東京 急増する訪日外国人客

世界の高級ブランド店が軒を連ねる東京・銀座の並木通り。1月のある日、米ハイアットグループの新ブランド「ハイアット セントリック」の開業予定地から、つち音が聞こえてくる。そこから徒歩2~3分、数寄屋橋交差点近く、晴海通りに面する敷地からも土煙が上がる。不動産会社ヒューリックが手掛ける「ゲートホテル銀座」の建設工事も始まっているのだ。

どちらも2018年の開業を予定する。高級ホテルが集中する東京駅周辺や銀座・大手町地域を中心に、20年の東京五輪を前に新規ホテルの開業計画が目白押しとなっている。

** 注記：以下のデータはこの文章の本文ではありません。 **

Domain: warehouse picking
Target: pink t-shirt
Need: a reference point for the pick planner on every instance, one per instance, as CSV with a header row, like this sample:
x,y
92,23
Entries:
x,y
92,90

背景にあるのが、国内の宿泊客数が右肩上がりであることだ。シニア層を中心とした国内旅行客数が堅調なことに加えて、インバウンド(訪日外国人客)が急増。国内の都市部や観光地域などでは、ホテルの供給が追い付かない状況が続いている。

特に訪日外国人がのべ宿泊者数の約3割(15年10月で31.3%、観光庁調べ)を占める東京都内では、客室稼働率が単月で80%を超えたのが、15年1~10月のうち8カ月にも上った。客室稼働率が80%を超えるということはほぼ「常時満室」といってもいい。稼働率が高まったことで、客室単価も上昇している。